Basel Zaraa: Good Chance Commissioned Artist on ‘Dear Laila’
Good Chance Commissioned Artist Basel Zaraa tells us about Dear Laila, an installation that investigates the idea of ‘Home’ and what it means to him.
About Basel
Basel Zaraa is a Birmingham-based Palestinian musician and visual artist whose work explores how war and exile are experienced through the everyday struggles of his people.
His installation Dear Laila is a model recreation of his family’s destroyed house in Yarmouk Palestinian camp in Damascus, Syria, with a soundscape and narration to bring this lost space vividly to life.
Update!
Since its premiere at the Museum of the Home in April 2022, ‘Dear Laila’ has captivated audiences around the world. From Marseille to Austria and Switzerland (and even receiving the ZKB Audience Award from Theatre Spektakel festival in Zurich!), Refugee Week in Leeds to Santarcangelo Festival in Italy, PuSh Festival in Canada and Teatro A Mil festival in Chile. The ‘Dear Laila’ tour has continued throughout 2024 in Germany, Belgium and the Netherlands, and can still be seen at: Latitudes Contemporaines in Lille, France from 7 - 9 June; Theater Freiburg in Freiburg, Gemany from 13 - 16 June; Figura Festival in Baden, Germany from 20 - 22 June; and Respiro Festival in Sardinia, Italy from 24 - 29 June.
Can you tell us a bit about Dear Laila, the installation you’ve created for the Museum of the Home, and why you wanted to make it?
Dear Laila is inspired by my young daughter, Laila, asking me where I grew up. I couldn’t take her there, so the installation is me trying to bring the place to her. It’s a recreation of my destroyed family home in Yarmouk Palestinian camp in Syria - a story told through a miniature model, audio narration and different objects which the audience can find and touch.
‘Where did you grow up?’ is meant to be a simple question, but for us the answer involves a long story beginning with our exile from Palestine in 1948. Growing up as refugees in Syria, we were determined to return to Palestine, but in some ways Yarmouk camp also became our home. But then we lost this new home, too.
As the Museum's work is all about different ideas of home - when you hear the word home, what is the first image that comes to mind?
When I hear the word ‘home’ today, I think about family and community. Growing up as a refugee, ‘home’ always meant the country I wanted to return to. We felt that we were not living in our home, but in a temporary place, the camp. But after we lost this ‘temporary place’ too, and our community was scattered across Syria and the world, we realised that home has two meanings. Home is our land that we are struggling to return to, and home is also people. So I believe that wherever I go, I can make home through the people I meet.
What do you hope your audience will take away from Dear Laila?
Dear Laila is the story of a normal family living in extraordinary circumstances.
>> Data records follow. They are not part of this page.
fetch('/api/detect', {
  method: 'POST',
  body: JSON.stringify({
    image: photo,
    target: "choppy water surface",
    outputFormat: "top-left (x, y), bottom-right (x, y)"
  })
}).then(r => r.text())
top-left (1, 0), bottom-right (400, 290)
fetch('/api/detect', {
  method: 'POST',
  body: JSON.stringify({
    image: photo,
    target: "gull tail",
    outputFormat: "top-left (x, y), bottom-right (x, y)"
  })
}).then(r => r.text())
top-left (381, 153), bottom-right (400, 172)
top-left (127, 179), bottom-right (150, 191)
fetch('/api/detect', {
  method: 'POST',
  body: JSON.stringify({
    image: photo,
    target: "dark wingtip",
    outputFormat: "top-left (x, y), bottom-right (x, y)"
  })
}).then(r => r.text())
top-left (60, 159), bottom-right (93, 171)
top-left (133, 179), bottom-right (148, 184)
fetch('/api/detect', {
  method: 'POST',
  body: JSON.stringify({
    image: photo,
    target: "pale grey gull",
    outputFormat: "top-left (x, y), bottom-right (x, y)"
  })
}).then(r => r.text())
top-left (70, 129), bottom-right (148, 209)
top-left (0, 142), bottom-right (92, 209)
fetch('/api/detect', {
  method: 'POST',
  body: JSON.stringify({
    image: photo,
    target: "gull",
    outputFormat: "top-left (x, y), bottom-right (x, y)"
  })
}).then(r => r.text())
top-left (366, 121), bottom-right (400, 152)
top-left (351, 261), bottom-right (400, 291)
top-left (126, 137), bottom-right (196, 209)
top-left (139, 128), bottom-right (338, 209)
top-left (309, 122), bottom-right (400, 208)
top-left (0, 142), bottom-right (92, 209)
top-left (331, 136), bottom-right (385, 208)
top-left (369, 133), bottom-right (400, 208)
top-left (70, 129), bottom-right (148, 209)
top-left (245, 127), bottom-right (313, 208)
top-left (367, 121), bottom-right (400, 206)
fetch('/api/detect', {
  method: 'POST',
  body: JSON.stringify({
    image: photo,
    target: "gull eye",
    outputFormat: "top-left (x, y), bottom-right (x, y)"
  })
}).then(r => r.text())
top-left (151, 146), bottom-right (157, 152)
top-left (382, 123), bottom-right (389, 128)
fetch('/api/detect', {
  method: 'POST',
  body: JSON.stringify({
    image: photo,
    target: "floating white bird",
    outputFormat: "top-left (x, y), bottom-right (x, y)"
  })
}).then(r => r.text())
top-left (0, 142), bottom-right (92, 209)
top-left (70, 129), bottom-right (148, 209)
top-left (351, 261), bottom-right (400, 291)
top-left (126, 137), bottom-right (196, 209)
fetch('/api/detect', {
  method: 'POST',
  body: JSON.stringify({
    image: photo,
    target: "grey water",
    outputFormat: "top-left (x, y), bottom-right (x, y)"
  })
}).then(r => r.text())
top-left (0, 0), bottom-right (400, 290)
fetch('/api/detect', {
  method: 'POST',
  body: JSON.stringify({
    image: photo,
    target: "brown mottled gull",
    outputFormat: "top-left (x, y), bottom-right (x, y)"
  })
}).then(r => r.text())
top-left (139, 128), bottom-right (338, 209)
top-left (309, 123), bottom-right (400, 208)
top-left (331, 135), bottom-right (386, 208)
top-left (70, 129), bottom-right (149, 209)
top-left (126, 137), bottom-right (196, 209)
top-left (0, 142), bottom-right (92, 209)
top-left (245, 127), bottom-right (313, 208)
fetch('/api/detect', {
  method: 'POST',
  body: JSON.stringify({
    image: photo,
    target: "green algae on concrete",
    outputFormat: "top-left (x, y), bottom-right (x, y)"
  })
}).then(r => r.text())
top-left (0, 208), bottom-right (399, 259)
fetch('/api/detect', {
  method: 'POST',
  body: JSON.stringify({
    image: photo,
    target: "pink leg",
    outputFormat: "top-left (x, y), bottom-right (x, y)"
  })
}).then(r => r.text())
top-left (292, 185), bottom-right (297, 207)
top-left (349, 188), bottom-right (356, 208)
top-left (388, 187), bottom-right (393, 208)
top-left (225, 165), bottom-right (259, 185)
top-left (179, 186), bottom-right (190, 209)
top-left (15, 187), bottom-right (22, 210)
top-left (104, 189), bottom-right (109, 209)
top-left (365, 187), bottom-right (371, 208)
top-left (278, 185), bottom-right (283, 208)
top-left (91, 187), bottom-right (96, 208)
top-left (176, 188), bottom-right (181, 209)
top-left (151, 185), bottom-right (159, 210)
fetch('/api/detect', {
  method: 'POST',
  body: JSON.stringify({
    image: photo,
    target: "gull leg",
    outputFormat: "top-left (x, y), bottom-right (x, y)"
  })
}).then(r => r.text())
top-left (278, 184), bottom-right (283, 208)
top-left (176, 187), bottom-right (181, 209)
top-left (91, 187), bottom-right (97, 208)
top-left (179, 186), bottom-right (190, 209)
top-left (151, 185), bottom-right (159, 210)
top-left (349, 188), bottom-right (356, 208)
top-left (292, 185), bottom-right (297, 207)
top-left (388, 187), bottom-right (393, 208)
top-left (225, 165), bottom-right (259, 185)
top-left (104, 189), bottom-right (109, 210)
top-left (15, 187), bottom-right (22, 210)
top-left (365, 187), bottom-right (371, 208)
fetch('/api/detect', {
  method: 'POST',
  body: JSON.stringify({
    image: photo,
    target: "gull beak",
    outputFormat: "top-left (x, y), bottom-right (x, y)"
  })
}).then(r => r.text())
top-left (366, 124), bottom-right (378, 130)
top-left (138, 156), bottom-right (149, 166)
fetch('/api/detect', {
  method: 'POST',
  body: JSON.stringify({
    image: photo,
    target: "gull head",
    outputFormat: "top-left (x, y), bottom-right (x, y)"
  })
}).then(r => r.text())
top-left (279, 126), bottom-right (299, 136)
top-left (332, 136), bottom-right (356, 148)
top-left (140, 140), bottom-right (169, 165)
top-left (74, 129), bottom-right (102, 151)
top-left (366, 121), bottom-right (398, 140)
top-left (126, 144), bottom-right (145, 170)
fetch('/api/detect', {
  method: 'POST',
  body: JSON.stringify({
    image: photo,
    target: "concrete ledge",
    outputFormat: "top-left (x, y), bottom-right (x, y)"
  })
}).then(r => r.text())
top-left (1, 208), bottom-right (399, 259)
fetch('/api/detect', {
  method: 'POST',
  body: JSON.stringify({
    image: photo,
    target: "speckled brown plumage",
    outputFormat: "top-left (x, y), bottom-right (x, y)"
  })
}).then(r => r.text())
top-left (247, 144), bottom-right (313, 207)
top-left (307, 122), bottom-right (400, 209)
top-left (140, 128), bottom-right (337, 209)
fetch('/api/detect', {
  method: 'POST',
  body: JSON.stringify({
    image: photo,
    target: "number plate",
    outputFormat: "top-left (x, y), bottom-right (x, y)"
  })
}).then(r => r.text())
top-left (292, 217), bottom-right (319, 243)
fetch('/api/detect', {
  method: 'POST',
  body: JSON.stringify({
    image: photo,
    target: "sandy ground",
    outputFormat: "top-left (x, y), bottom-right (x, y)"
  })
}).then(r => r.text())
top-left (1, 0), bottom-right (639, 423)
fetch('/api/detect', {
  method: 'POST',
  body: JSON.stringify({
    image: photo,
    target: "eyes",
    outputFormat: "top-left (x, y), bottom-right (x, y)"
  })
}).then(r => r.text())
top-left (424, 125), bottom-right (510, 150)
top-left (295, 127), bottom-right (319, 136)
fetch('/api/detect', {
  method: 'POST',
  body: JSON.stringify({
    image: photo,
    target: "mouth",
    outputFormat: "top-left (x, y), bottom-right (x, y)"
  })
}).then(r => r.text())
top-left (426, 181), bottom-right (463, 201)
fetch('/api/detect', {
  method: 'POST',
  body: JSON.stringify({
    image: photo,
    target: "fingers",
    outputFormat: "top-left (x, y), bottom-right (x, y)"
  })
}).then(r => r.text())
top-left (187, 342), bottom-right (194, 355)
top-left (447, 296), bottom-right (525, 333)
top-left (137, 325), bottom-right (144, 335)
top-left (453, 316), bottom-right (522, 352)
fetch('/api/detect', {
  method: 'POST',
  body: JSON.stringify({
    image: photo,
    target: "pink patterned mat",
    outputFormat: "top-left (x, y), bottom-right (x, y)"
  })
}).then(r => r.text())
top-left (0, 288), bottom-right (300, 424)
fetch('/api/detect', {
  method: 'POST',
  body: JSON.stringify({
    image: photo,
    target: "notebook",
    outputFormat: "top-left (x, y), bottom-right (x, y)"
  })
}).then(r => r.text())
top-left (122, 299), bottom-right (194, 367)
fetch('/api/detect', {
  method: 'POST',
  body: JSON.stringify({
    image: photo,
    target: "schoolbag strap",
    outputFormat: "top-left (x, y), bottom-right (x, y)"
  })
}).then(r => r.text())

I want the story to help people see how war and occupation are experienced by ordinary people, and how historical events like the Nakba (the exile of the Palestinians) go on affecting their everyday lives for generations.
If you could tell your past self anything about creating your home in the UK, what would it be?
On a personal level, I feel lucky that I have a home in the UK. I have created memories over the past 10 years and have made a family and community here. I have space to breathe and am able to travel. At the same time, we cannot forget that while powerful countries like the UK may feel like safe places to live, their actions have robbed people of their homes in other parts of the world.
I believe that home should be available to everyone, regardless of where they live or the colour of their passport.
Basel’s installation will be exhibited in ‘Home, Migration, Belonging’ at the Museum of the Home from 12 April to 2 May 2022, alongside other commissioned artists Hamed Moradi and Andrea Ling. All three installations are free and open to everyone!